Solo exhibition curated by Nadine Wietlisbach at PASQUART PHOTOFORUM, BIEL
HD video, 11 min, bw/ sound
The video Silbersee consists of a sequence of 115 black and white and infrared photographs, that were taken by Dr. Walkow, a scientist at Agfa-Orwo in Bitterfeld, former East Germany in 1989 and 1990, just before the German reunification. While conducting research in order to find a substitute for the silver component of film, he became increasingly obsessed with photographing the so-called Silbersee. The lake had originally been a coal-mine at the end of the 19th century and had fueled the industrial development in the area. Throughout the 20th century it was used as a waste-water deposit by the surrounding factories until it became the most contaminated place in Germany by the 1990s. Dr. Walkow described the lake as an overwhelming presence in the lives of the inhabitants and held it responsible for his own personal crisis when moving to the area. The text on the photographs contemplates on the slow violence of chemical contamination.

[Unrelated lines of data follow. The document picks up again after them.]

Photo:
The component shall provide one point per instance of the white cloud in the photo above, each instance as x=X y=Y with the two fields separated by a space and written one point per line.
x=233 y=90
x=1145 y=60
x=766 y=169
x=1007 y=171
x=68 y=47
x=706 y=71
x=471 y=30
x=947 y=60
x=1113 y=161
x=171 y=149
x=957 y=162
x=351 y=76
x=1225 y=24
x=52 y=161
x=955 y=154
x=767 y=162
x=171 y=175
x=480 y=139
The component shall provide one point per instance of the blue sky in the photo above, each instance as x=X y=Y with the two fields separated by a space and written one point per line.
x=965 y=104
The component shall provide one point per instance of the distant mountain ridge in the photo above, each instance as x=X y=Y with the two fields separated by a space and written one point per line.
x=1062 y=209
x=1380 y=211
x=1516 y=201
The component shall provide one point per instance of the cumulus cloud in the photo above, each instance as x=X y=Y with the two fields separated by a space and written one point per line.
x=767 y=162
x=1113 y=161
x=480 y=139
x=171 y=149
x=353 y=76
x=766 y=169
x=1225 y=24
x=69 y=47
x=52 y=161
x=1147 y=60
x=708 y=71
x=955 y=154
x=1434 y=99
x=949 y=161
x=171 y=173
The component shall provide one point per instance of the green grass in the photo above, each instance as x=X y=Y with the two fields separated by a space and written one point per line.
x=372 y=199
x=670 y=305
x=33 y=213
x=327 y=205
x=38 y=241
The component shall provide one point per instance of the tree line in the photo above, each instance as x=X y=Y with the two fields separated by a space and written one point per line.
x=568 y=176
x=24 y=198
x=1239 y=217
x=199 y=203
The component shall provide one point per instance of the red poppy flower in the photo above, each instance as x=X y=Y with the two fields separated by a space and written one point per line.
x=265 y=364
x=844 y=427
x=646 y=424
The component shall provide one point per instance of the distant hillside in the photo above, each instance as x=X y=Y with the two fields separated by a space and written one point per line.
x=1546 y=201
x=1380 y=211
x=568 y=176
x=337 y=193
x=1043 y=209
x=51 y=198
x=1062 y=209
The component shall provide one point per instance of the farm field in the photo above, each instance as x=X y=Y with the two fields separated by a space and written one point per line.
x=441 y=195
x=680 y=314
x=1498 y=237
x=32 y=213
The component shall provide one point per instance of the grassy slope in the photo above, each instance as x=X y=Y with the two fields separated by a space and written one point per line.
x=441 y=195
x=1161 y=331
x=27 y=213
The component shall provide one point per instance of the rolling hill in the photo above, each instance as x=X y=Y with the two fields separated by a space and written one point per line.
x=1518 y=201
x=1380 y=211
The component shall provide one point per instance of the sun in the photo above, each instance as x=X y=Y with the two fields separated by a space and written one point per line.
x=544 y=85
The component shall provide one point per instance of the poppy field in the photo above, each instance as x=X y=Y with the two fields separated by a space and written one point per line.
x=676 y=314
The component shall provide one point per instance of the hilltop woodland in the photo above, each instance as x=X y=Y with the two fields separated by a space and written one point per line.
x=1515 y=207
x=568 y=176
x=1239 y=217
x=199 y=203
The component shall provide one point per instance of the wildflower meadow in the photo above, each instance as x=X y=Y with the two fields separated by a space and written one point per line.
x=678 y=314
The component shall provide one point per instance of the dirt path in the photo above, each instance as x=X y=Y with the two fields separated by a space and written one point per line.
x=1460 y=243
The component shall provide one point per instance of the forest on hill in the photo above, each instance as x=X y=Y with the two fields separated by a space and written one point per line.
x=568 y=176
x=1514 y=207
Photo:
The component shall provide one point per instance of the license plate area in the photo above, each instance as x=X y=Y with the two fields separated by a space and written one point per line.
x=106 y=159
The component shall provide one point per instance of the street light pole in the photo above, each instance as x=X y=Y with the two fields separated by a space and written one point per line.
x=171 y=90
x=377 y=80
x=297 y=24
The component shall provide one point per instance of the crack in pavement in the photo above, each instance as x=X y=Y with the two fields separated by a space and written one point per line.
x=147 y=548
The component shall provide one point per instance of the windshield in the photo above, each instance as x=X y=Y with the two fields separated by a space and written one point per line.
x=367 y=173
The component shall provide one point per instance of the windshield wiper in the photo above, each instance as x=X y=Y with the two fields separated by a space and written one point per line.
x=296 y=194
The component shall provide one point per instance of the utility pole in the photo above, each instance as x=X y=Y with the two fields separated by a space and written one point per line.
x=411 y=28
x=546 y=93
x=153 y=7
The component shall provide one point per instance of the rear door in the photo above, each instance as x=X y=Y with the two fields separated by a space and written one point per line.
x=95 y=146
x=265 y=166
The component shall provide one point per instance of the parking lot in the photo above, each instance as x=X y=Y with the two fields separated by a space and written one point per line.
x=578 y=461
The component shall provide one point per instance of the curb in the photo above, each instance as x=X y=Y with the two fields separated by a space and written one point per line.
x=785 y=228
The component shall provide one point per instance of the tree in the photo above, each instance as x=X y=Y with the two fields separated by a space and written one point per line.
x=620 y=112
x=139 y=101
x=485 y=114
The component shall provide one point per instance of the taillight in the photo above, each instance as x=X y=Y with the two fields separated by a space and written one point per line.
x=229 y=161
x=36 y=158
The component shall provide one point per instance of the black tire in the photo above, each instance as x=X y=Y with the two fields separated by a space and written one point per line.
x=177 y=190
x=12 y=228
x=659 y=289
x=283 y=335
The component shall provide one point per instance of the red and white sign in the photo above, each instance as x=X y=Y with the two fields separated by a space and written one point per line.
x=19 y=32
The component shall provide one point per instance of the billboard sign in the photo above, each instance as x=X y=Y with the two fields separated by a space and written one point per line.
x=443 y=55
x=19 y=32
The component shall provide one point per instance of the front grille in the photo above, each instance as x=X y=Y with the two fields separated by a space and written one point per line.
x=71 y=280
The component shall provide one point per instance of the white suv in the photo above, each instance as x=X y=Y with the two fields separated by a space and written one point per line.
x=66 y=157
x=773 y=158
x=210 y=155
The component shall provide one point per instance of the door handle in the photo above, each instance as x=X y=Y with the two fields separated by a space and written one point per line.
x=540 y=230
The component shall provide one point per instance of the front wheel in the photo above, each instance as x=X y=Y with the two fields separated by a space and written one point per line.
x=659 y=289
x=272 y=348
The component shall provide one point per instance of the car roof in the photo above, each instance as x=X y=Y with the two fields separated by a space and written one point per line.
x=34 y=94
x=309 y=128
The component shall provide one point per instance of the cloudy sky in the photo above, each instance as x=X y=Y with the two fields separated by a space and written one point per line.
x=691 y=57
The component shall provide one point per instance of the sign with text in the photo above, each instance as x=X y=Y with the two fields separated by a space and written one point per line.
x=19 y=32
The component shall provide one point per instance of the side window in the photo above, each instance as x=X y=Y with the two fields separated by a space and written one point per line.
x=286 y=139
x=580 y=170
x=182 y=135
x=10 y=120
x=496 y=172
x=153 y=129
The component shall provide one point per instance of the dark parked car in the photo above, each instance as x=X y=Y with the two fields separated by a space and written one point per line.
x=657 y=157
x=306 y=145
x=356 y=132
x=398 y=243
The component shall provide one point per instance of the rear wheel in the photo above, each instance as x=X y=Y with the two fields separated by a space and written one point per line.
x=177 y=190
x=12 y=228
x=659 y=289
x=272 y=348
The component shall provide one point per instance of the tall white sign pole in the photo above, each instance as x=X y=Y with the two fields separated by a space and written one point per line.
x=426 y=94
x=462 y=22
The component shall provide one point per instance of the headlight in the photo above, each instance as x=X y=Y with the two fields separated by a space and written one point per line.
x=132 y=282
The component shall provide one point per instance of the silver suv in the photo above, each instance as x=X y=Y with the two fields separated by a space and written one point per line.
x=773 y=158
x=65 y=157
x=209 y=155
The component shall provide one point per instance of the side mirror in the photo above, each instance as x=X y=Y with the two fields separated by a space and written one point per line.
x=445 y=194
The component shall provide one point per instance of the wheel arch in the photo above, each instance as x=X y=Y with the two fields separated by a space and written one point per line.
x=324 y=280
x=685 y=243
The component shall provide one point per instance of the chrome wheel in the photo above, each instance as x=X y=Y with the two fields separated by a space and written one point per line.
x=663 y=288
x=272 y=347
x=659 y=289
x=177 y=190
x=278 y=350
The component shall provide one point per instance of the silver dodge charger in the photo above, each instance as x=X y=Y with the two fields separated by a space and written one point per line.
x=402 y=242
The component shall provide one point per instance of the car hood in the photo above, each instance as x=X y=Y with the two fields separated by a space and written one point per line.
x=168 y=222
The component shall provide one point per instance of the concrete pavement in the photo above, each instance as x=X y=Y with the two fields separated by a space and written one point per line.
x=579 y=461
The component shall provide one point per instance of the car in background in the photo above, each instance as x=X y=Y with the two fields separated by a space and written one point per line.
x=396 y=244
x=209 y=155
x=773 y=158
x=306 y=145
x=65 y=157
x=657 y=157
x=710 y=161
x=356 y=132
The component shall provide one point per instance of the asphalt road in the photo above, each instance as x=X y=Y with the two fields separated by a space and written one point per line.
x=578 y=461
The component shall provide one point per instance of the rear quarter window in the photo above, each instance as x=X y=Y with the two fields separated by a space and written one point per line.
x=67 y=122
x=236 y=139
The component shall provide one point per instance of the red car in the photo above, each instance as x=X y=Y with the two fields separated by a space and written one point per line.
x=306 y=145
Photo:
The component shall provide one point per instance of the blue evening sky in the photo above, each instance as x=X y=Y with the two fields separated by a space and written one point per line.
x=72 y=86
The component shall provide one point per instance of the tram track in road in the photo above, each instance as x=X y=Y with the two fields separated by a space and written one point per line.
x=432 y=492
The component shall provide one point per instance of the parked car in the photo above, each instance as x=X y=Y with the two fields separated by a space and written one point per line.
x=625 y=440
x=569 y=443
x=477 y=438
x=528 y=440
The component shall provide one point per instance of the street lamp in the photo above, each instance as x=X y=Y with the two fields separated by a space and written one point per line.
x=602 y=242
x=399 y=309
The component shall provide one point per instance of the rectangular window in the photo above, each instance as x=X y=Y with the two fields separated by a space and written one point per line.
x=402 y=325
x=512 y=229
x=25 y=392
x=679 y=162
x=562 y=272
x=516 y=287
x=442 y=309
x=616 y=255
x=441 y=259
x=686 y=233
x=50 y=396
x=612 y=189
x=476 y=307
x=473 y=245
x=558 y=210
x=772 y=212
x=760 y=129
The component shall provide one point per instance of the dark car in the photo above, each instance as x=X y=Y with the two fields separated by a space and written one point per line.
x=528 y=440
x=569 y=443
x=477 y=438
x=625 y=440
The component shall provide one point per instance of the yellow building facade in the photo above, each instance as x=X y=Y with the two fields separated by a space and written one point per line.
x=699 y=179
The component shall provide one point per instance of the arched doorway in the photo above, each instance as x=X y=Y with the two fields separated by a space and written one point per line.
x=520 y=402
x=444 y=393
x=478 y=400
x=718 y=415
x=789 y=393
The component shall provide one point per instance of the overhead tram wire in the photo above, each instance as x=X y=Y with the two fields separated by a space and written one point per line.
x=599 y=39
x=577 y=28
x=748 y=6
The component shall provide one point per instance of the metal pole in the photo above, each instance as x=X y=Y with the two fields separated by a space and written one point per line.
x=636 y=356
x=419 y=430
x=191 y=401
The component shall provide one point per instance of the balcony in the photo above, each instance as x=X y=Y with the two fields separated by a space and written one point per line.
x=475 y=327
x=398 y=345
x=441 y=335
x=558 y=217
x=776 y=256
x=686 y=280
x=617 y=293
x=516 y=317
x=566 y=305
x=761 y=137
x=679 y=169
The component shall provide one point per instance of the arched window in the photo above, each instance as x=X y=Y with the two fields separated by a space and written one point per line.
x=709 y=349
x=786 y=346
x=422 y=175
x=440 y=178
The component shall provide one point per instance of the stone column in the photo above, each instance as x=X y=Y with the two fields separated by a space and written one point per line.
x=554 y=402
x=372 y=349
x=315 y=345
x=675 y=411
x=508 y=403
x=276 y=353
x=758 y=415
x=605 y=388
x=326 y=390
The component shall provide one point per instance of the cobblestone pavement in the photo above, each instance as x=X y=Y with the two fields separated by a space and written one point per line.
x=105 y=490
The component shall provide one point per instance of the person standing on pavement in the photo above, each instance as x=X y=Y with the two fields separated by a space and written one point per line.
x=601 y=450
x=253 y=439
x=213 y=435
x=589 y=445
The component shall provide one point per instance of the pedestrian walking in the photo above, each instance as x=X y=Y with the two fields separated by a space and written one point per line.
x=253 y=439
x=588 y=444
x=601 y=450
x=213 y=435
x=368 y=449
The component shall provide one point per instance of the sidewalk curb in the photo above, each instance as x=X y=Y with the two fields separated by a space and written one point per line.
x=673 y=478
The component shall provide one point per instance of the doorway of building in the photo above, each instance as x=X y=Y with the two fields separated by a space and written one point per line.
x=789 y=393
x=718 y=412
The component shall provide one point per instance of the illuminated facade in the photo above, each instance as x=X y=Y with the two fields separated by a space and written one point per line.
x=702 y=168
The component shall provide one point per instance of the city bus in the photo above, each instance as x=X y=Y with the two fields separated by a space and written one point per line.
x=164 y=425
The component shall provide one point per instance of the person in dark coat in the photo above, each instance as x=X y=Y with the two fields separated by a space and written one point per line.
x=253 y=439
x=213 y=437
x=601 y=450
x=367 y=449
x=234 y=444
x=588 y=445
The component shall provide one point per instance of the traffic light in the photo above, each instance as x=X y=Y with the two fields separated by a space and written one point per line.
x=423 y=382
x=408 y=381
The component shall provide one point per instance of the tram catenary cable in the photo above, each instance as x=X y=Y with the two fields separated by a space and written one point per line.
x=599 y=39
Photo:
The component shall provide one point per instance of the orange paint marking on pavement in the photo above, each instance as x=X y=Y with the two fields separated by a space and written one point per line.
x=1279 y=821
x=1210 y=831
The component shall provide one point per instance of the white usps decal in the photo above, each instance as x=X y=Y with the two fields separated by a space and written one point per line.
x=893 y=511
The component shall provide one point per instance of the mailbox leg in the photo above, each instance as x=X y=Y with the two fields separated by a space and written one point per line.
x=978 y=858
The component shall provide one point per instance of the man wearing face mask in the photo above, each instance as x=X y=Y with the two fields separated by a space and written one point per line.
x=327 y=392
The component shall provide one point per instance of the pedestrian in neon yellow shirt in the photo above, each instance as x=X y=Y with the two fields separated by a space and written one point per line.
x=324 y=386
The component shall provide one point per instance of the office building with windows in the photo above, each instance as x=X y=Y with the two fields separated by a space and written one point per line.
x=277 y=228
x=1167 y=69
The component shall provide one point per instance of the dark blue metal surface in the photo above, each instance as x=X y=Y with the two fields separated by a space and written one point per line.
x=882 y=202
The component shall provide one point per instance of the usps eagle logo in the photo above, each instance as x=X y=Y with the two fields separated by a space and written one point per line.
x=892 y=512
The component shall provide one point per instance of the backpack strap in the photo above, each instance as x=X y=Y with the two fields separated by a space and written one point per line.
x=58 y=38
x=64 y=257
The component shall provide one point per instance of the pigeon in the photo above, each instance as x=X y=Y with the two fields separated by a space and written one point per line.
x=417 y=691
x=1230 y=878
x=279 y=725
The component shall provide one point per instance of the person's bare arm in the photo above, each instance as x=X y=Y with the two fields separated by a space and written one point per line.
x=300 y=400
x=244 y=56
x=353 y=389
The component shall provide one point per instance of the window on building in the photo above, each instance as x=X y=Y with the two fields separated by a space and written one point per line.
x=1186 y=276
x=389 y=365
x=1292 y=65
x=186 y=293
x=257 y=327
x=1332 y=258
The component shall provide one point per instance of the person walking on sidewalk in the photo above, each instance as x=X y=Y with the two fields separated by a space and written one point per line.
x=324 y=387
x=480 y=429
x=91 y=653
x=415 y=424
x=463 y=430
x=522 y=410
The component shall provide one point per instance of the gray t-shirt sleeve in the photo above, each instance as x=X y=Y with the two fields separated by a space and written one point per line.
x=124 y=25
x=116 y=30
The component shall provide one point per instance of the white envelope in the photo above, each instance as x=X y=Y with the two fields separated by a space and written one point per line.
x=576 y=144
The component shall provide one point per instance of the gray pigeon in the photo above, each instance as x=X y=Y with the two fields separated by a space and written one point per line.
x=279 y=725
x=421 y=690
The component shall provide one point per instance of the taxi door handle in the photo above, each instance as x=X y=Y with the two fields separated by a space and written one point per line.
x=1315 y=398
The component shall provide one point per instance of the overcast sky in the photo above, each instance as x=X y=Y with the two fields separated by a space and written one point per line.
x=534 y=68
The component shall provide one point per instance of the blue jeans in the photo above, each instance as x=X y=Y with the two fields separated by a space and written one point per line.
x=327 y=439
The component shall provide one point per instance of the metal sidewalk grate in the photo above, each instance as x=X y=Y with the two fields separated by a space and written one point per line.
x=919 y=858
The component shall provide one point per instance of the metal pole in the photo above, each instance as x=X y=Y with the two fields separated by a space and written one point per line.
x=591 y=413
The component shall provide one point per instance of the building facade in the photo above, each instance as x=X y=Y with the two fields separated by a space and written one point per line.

Latent Land (Perforated), pigment and silkscreen prints, 50 × 70 cm, 2016
Latent Land (Silbersee), pigment and silkscreen prints, 50 × 70 cm, 2015
Latent Land (Absorbant), pigment and silkscreen prints, 70 × 50 cm, 2016
The series of prints made in different printing layers speculate on the possibility of a landscape becoming photosensitive through constant contamination from disposed chemicals containing silver halides originating from the production of film. The industrial past of a region becomes embodied in the image of the land.